Survivor storiesKerry Reidon October 13, 2022 at 7:13 pm

Theatre Above the Law returns to the fairy tales collected by Jacob and Wilhelm Grimm, as adapted again by Michael Dalberg. (Dalberg’s adaptation of The Strange Case of Dr. Jekyll and Mr. Hyde is also currently onstage with Idle Muse through October 23.) I saw last year’s outing, and this time the connective tissue in the mostly new round of stories selected by Dalberg (directed by Tony Lawry) seems stronger, more deeply rooted in the theme of loss—particularly sibling loss.

Grimm Through 10/30: Fri-Sat 7:30 PM, Sun 3 PM; also Mon 10/24 7:30 PM, Jarvis Square Theater, 1439 W. Jarvis, 773-655-7197, theatreatl.org, $15-$25

Jacob (James Hendley) is once again in a tavern occupied by characters in the fairy tales he and his dead brother gathered, in hot pursuit of the wolf (Ian Gonzalez-Muentener) he believes killed Wilhelm. “This place is for survivors,” Little Red (Gayatri Gadhvi) tells him.
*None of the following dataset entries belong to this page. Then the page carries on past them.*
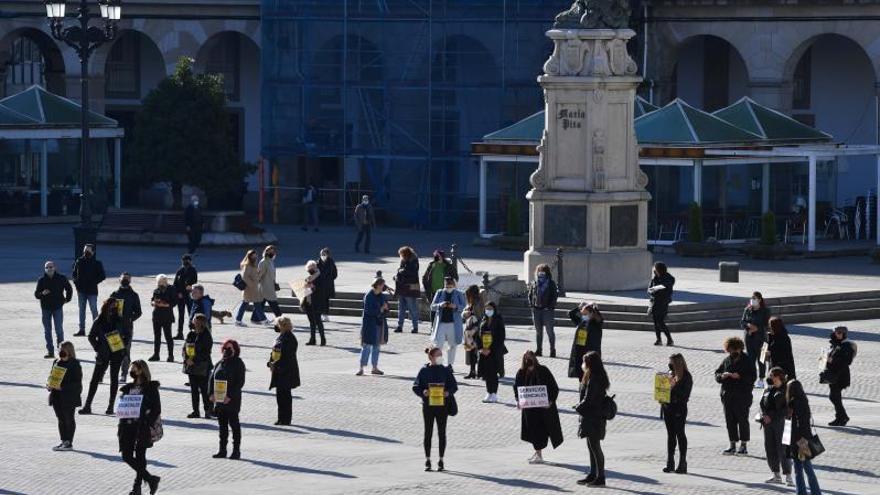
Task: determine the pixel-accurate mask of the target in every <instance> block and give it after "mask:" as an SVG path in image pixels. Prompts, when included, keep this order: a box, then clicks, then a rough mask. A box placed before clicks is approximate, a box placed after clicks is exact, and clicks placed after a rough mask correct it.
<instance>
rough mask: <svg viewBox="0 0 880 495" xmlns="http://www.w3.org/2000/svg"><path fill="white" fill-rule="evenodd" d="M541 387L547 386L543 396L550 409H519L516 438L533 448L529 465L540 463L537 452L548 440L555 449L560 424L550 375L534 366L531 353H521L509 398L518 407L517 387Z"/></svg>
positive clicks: (559, 437)
mask: <svg viewBox="0 0 880 495" xmlns="http://www.w3.org/2000/svg"><path fill="white" fill-rule="evenodd" d="M539 385H543V386H545V387H547V397H548V399H549V402H550V407H547V408H527V409H523V408H522V407H520V411H521V415H520V421H521V425H520V439H521V440H522V441H524V442H529V443H531V444H532V447H533V448H534V449H535V453H534V455H532V457H531V458H530V459H529V463H530V464H543V463H544V457H543V456H542V454H541V451H542V450H544V449H545V448H546V447H547V443H548V441H549V442H550V443H552V445H553V448H554V449H555V448H556V447H558V446H559V445H561V444H562V440H563V438H562V425H561V424H560V422H559V410H558V409H557V408H556V398H557V397H558V396H559V386H558V385H557V384H556V379H555V378H553V373H551V372H550V369H548V368H547V367H546V366H542V365H540V364H538V358H537V357H536V356H535V353H534V352H533V351H526V352H525V354H523V359H522V365H521V366H520V369H519V370H518V371H517V372H516V378H515V379H514V383H513V395H514V397H515V398H516V401H517V405H519V387H531V386H539Z"/></svg>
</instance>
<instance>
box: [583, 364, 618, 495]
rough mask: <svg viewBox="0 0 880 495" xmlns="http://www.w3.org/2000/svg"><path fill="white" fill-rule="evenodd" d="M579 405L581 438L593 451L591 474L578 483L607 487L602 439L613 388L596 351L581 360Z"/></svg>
mask: <svg viewBox="0 0 880 495" xmlns="http://www.w3.org/2000/svg"><path fill="white" fill-rule="evenodd" d="M581 371H583V375H582V377H581V386H580V390H579V397H580V402H579V403H578V405H577V406H575V410H576V411H577V413H578V414H579V415H580V426H579V427H578V436H579V437H580V438H586V439H587V450H589V452H590V472H589V473H587V477H586V478H584V479H581V480H578V484H579V485H590V486H605V454H604V453H603V452H602V440H604V439H605V426H606V423H607V422H608V420H607V419H605V395H606V393H607V392H608V388H609V387H610V386H611V381H610V380H609V379H608V373H607V372H606V371H605V366H604V365H603V364H602V357H601V356H600V355H599V353H598V352H596V351H590V352H588V353H586V354H584V357H583V358H582V365H581Z"/></svg>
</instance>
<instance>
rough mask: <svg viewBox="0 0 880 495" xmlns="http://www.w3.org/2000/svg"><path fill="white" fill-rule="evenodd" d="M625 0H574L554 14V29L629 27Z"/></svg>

But of course all is not as it seems, and as the ensemble enacts more stories from the Grimm canon (including “The Seven Ravens,” in which a little sister must go to great lengths to save her seven brothers from a curse placed on them by their father), the role of fairy tales as conduits for understanding grief, loss, sacrifice, and redemption becomes more clear to Jacob, especially.

Not that it’s all heavy psychological stuff: Connar Brown as all seven of the aforementioned brothers and as the puppeteer for the Frog Prince delivers assured physical comedy, and Brooks Whitlock’s dry delivery as the wish-granting prince-fish in “The Fisherman and His Wife” remains as droll and on point as I remember from last year. Dalberg’s deft adaptation, Lawry’s staging, and the ensemble combine for an entertaining family show that hearkens back to the work of Paul Sills and his Story Theatre.